Back to the legislature
Sen. J. Chapman Petersen, D-Fairfax City, who fought unsuccessfully to overturn the 2015 rate freeze law in the last General Assembly session, said he was disappointed but not surprised by the ruling.
“To rule a statute unconstitutional is very unusual,” said Petersen, a lawyer. “Statutes are presumed to be constitutional. Judges will read anything that they can into them to find them constitutional, and that’s what happened here.”
He said Mims’ dissent hit the mark.
“Why have a State Corporation Commission and say they’re going to be in charge of regulating utilities if you’re going to let the General Assembly arbitrarily suspend that?” he said. “They could do it for 50 years; they could do it forever.
“They could say that ‘We find that world history is inherently unstable, North Korea has nuclear weapons ... the Cleveland Indians are winning 22 games in a row.”
Petersen said he will revive legislation during the next session seeking to bring back rate review and ban political contributions from regulated monopolies. Dominion is the top corporate donor to state legislative candidates, giving nearly $4.6 million since 1996, according to the Virginia Public Access Project.
“Dominion is sort of head and shoulders in terms of their influence in the General Assembly,” said Petersen, who has also taken the company’s campaign cash. “Some of it is money, but a lot of it is a lot of people in the Gen- eral Assembly don’t understand these issues.”
Ken Cuccinelli, the former GOP state senator, attorney general and gubernatorial candidate, said the court’s decision shifts the debate to the candidates running for governor and for seats in the House of Delegates.

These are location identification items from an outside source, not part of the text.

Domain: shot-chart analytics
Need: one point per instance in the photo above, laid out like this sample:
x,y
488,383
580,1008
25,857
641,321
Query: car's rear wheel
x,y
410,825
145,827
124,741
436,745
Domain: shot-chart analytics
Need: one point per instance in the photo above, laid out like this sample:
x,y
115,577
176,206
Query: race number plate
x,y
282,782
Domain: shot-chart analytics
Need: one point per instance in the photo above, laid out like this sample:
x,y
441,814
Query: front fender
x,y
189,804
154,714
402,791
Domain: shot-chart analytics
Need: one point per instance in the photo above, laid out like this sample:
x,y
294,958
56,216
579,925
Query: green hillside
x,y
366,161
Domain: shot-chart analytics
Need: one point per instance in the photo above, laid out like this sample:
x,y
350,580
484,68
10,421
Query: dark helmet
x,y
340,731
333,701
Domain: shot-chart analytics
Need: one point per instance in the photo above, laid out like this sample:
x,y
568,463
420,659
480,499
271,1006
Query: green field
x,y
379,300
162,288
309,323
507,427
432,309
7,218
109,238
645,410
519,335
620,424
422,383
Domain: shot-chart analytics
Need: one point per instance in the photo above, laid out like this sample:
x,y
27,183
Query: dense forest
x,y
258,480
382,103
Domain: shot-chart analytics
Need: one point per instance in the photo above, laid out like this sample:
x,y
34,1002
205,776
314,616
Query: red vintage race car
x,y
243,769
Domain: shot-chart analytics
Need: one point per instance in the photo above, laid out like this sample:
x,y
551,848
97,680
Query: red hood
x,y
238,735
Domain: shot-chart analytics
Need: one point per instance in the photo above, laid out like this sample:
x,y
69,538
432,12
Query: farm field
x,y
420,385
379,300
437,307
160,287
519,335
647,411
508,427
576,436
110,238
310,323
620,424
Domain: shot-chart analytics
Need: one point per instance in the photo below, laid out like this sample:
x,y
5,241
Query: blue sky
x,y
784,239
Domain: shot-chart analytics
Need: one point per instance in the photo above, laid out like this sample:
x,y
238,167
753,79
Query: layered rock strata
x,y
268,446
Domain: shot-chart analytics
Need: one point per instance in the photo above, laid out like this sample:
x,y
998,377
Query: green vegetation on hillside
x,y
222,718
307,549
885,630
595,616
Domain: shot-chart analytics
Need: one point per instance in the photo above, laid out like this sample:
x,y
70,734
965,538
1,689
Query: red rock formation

The court’s decision, he said, eviscerates the protections for consumers in the 1971 Constitution against overearning by monopoly utilities.
“Now it’s up to the legislature to fix this, and that’s a tall order since they did this in the first place,” said Cuccinelli, who filed a brief supporting the challenge to the rate freeze law on behalf of the Virginia Poverty Law Center. “There’s no difference between the legislature granting Dominion and (Appalachian Power) windfall profits and raising taxes.”
The General Assembly, Cuccinelli said, needs to hand over electric rate regulation to the SCC “100 percent.”
“They are stealing from poor people to give to these two companies,” he said.
The next General Assembly session, Cuccinelli said, will be a crucial test of the body.
“What we’re going to find out is: Is the General Assembly an independent entity or a wholly owned subsidiary of Dominion Power?”
“This ruling means that Dominion Energy Virginia will continue to pocket hundreds of millions of dollars owed to Virginia families who were overcharged for several years.”